まず、今泥谷は壁に手をつけて歩いているのだ。
瞬発性のある移動はどうにかできるが、一回使うと倒れ込むだろう。
そのくらい生徒会長にくらったダメージは響いている。
「こんなことなら慢心せずに、奴が本気にならないうちにKOしとくのでありましたよ……」
後悔する泥谷。だがしかし、その後悔はまだ序章に過ぎなかった。
「あ、あなただな……!はぁはぁ……!校長に言われてやってきたぞ!早く首を渡せぇぇぇぇ‼︎」
教頭が血眼になりながら泥谷の方に向かって走ってきたからだ。
「な、なんでありますか⁉︎」
「はぁはぁ……!お前を、拘束してやる‼︎こんな面倒な仕事、もう懲り懲りだ‼︎」
「ちょ、ちょっと待つであります!!私はここで壁にもたれかかりながら歩いているのでありますよ⁉︎それに攻撃とか、人としてどうなんでありますか⁉︎」
「いや、そんなことはこっちが言いたいぞ‼︎お前たちのせいで、無賃労働する羽目になったんだからな⁉︎」
「この大人、やばいであります……」
教頭に対し、少し呆れかけている泥谷。
「だったらいいでありますよ。今度はきっちりワンパンしてやるであります。」
「な、なんだと‼︎この私相手にワンパンなど、できるわけが……」
「はぁ……、うるさい大人は嫌いであります‼︎【終拳・滲】‼︎」
左足をバネにし、泥谷は一気に飛ぶ。そして泥谷の拳は教頭の腹にきっちりと当たった。
「がふっ!!!!!」
教頭はその一言を残し、膝をついて、崩れ去った。
そして泥谷も殴った勢いのまま、地面に倒れた。
(え?)
校長は驚愕していた。
もちろん能力を使ってこの一連の様子を見ていたのだが、教頭があまりにも脆すぎて驚愕していたのだ。

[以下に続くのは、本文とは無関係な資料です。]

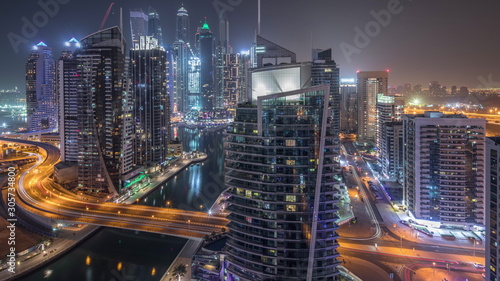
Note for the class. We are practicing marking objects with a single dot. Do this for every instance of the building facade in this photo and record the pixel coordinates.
(41, 93)
(139, 23)
(151, 103)
(348, 99)
(104, 111)
(444, 168)
(207, 48)
(154, 26)
(492, 199)
(390, 110)
(280, 174)
(370, 84)
(67, 82)
(182, 30)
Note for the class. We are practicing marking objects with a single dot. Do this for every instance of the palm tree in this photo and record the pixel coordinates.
(179, 271)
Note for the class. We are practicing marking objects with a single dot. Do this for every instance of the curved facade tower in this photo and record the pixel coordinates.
(182, 25)
(280, 174)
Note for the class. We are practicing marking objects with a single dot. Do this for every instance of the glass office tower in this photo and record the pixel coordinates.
(279, 172)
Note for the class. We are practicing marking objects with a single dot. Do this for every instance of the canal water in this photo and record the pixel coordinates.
(122, 255)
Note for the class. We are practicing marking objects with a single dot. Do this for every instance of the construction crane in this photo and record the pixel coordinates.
(106, 15)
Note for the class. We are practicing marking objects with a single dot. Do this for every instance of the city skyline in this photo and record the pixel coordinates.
(299, 141)
(411, 28)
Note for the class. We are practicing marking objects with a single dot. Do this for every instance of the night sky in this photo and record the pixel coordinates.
(453, 41)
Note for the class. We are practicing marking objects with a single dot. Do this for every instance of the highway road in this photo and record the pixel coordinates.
(42, 196)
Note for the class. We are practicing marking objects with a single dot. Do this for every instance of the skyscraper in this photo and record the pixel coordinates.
(104, 112)
(139, 23)
(68, 81)
(235, 79)
(370, 84)
(279, 172)
(194, 82)
(492, 213)
(154, 26)
(390, 110)
(151, 103)
(348, 100)
(265, 53)
(41, 96)
(182, 30)
(180, 51)
(444, 168)
(324, 70)
(207, 69)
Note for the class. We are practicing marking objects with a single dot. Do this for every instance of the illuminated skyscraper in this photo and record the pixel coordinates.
(104, 112)
(370, 84)
(390, 110)
(182, 30)
(207, 68)
(492, 188)
(41, 95)
(154, 26)
(151, 103)
(138, 25)
(348, 93)
(280, 174)
(68, 81)
(265, 53)
(444, 168)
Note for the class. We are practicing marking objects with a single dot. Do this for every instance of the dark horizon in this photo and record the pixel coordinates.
(449, 41)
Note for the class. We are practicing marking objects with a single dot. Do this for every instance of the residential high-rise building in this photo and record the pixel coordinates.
(324, 70)
(265, 53)
(348, 105)
(154, 26)
(221, 50)
(181, 51)
(41, 94)
(67, 82)
(182, 26)
(151, 103)
(207, 70)
(280, 78)
(444, 168)
(194, 83)
(139, 23)
(235, 79)
(104, 112)
(280, 174)
(492, 213)
(390, 110)
(370, 84)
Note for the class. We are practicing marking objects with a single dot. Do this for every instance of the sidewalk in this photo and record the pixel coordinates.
(192, 246)
(452, 258)
(184, 257)
(65, 240)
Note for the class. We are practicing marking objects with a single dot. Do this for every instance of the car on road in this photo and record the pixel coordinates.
(478, 265)
(405, 222)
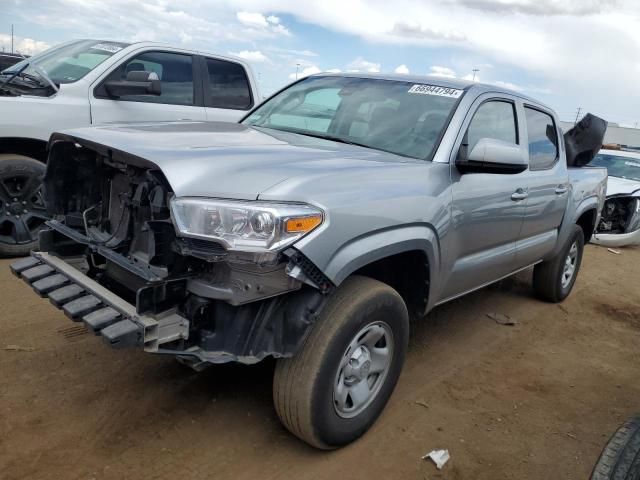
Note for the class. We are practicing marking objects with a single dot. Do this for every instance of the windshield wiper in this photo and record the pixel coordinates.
(14, 74)
(42, 80)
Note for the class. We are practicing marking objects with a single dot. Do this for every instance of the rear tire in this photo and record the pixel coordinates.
(22, 209)
(620, 458)
(338, 383)
(554, 279)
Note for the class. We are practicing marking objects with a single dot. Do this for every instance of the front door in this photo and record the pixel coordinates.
(487, 208)
(548, 186)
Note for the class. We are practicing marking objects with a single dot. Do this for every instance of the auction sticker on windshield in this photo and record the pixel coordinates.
(436, 90)
(107, 47)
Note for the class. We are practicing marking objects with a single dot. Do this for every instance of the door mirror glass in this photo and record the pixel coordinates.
(490, 155)
(136, 83)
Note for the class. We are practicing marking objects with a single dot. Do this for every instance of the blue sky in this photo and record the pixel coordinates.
(568, 53)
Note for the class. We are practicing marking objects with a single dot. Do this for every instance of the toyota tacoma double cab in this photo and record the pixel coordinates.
(312, 230)
(93, 82)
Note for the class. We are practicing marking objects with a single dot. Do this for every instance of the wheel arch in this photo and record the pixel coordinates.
(404, 258)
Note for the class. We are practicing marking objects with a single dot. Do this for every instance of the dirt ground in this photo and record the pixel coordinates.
(535, 400)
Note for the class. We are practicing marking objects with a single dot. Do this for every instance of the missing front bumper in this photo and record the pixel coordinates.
(104, 313)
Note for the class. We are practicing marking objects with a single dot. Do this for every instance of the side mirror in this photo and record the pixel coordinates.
(493, 156)
(137, 83)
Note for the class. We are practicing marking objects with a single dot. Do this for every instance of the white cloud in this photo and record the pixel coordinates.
(251, 55)
(362, 65)
(26, 46)
(258, 20)
(252, 19)
(508, 85)
(305, 72)
(439, 71)
(565, 46)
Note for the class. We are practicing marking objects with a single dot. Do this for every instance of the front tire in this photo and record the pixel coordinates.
(620, 458)
(22, 209)
(554, 279)
(337, 385)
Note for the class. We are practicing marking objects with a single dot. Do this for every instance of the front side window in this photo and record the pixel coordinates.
(174, 70)
(393, 116)
(543, 139)
(228, 85)
(493, 119)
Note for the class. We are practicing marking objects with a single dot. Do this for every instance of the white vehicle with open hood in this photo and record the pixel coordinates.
(620, 222)
(95, 82)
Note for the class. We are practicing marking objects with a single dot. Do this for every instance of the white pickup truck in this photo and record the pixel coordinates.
(94, 82)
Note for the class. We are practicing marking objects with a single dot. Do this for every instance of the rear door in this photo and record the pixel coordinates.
(547, 184)
(487, 208)
(181, 97)
(227, 90)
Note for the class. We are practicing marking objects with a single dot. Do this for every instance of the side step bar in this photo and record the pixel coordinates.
(104, 313)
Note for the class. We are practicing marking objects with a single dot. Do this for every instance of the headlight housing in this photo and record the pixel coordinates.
(247, 226)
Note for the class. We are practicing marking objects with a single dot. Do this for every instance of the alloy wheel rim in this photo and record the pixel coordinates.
(570, 263)
(363, 369)
(22, 209)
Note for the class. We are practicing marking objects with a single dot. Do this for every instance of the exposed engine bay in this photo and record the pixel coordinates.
(620, 214)
(112, 220)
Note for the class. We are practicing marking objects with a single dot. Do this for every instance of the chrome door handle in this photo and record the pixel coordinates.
(519, 194)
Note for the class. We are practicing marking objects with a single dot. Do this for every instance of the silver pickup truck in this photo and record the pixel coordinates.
(311, 231)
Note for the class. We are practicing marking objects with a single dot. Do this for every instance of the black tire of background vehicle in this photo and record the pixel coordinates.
(22, 210)
(547, 276)
(303, 386)
(620, 458)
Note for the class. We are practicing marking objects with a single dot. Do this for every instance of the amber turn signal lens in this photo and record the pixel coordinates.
(303, 224)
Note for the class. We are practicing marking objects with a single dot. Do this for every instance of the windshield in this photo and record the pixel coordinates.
(393, 116)
(618, 166)
(69, 62)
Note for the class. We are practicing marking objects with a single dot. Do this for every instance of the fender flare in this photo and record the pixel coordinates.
(371, 247)
(571, 218)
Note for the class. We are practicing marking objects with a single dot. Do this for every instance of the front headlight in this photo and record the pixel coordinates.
(243, 225)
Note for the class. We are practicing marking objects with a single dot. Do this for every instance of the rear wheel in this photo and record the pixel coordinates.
(22, 210)
(339, 382)
(554, 279)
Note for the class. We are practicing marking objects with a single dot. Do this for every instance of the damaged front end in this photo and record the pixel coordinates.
(620, 222)
(207, 280)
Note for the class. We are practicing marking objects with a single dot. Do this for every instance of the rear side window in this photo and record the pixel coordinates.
(495, 119)
(543, 139)
(228, 85)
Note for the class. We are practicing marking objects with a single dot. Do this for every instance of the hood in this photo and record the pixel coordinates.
(228, 160)
(622, 186)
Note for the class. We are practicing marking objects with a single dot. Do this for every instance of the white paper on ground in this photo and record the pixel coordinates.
(439, 457)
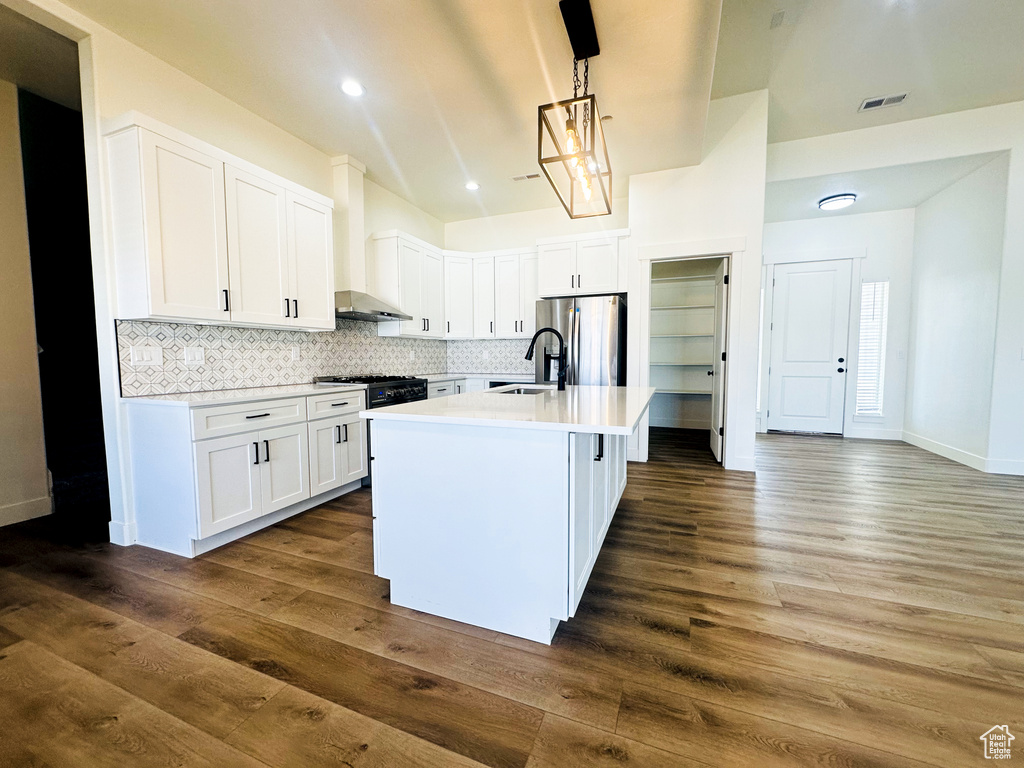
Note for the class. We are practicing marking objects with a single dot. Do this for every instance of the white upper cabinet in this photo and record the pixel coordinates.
(508, 304)
(310, 236)
(257, 250)
(203, 237)
(483, 297)
(410, 274)
(580, 267)
(167, 203)
(458, 297)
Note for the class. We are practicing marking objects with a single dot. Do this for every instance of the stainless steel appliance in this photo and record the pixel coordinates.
(594, 329)
(381, 391)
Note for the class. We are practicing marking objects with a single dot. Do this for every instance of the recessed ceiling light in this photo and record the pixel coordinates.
(837, 202)
(352, 87)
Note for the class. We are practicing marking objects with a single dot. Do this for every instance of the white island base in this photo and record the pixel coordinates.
(492, 525)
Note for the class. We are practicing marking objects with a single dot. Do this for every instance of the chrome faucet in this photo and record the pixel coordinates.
(561, 354)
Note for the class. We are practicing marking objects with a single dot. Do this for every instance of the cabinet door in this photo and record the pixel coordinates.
(508, 304)
(582, 539)
(185, 231)
(257, 250)
(432, 293)
(410, 260)
(310, 252)
(528, 294)
(483, 298)
(459, 297)
(557, 269)
(326, 456)
(597, 266)
(284, 466)
(227, 474)
(355, 463)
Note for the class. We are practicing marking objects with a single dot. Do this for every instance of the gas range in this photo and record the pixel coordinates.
(382, 390)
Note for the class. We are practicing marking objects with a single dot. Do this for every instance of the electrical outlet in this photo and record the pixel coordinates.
(146, 355)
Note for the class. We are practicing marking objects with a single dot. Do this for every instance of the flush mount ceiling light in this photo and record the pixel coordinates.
(570, 143)
(837, 202)
(352, 87)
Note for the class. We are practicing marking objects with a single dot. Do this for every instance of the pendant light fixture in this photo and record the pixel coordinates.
(570, 143)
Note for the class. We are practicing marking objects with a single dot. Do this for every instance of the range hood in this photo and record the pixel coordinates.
(363, 306)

(嘘ですよね……?いくら教頭先生でもルービッカーの回復力は得ているのだから、一発くらいはギリギリ気絶しないと思っていたのに……)
しかも相手の傭兵隊は右足をやられていて本来の威力の3分の2程度しか出てないはずなのに……
(まぁいいでしょう……なんにせよ隙は作れたので……)
校長は教頭に失望しつつも、とんでもない技を泥谷に解き放った。
「傭兵隊のひよっこよ。我々に手を出したこと、後悔しなさい。【校舎の憤怒】。」
「な、なんでありますか……⁉︎」
泥谷の上にある天井がメキメキと動き出した。
それも泥谷を押し潰さんとばかりに。
さらに今泥谷は動けない。なぜなら、右足はとっくに潰れている上、左足はさっきのでかなり消耗したからだ。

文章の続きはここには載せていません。